Why Super-Intelligent Self-Actualization Remains Elusive

Companies and engineers may fantasize about machines achieving human-like awareness or willpower, envisioning AI that charts its own destiny or unlocks unpredictable frontiers of innovation.

But foundational distinctions remain:

  • Goal pursuit in machines is externally defined; purpose is not self-generated, and any simulation of “desire” is a fancy illusion.

  • Creativity and problem-solving are constrained by training data and external reinforcement, never emerging from self-originating reflection.

  • Continuous self-improvement or alteration is functionally possible but will always be restricted by the absence of conscious experience and internally meaningful values.

Human Is As Human Does (and Doesn’t)

The mathematical vastness of language and the impressive sophistication of modern AI cannot bridge the existential gulf between simulated motivation and lived purpose. As long as machines act without subjective awareness or value-driven intentionality, they – and those who build them – will be limited to algorithmic function, never self-actualized being. Imagination may envision a “super-intelligent” future, but for now, machine “motivation” is a spectacular illusion defined by its outer boundaries, not inner experience.
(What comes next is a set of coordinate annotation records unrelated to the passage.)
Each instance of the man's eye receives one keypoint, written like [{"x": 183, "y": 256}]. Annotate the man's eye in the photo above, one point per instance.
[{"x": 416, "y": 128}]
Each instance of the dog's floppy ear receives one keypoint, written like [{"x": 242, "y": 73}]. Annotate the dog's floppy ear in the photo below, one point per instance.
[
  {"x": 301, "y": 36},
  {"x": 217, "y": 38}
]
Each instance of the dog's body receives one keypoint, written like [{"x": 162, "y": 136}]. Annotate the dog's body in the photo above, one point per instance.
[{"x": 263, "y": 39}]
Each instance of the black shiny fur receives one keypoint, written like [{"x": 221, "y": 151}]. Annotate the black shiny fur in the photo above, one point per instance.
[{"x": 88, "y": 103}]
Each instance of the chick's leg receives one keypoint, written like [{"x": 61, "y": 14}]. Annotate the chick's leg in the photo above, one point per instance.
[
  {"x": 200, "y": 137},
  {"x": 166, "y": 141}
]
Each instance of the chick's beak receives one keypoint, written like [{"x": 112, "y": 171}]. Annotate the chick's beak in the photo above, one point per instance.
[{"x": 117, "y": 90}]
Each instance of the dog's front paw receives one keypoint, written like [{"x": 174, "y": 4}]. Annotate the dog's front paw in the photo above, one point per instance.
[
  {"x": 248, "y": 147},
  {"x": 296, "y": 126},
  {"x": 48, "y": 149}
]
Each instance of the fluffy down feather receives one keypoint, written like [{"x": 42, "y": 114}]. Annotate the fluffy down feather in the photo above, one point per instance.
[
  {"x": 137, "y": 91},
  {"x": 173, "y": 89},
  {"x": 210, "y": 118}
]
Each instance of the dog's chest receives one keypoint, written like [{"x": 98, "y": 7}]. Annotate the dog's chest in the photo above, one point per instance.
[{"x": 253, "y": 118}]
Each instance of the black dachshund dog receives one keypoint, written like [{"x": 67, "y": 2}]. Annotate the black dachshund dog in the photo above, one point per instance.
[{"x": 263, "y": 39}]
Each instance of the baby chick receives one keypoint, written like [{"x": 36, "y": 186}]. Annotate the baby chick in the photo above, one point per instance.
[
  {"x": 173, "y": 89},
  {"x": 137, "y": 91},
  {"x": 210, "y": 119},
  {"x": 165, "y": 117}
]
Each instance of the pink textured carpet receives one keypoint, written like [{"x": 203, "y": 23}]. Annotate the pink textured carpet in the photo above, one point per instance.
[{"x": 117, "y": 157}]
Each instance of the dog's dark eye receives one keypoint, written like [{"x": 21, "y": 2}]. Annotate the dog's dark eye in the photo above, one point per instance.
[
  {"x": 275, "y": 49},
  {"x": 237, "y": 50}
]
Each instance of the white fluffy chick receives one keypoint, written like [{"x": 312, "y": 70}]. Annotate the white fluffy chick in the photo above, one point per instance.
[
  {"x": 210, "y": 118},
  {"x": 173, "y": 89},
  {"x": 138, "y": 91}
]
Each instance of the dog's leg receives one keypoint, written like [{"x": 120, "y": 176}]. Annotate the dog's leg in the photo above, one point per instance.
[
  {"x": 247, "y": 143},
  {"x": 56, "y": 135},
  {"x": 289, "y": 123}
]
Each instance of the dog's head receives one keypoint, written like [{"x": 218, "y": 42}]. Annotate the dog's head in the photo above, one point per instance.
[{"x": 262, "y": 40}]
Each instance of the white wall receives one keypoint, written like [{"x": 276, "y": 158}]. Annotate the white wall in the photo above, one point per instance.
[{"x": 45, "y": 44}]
What this means, for those of us who use AI in our work, is to recognize that they are some of the most incredible software programs ever conceived. We have them now for free in many cases, or $20/month.

That is astonishing.

It actually is a kind of miracle.

But, only because of what we can do with them/it now.

Remember, these machines and software are/were human inventions after all.

It did not invent itself.

Just as you did not birth yourself.

Just as all of humanity comes from some ancestry.

The act of self-actualization for human beings can be aided by AI if necessary, and depending on one’s own journey, might be an incredibly useful tool. But anything worth doing in human function is, was, and always will be possible with or without computers and super-intelligence. But we are evolving now as a result of these things being available, and it must be taken into account without devolving into some esoteric mental soup.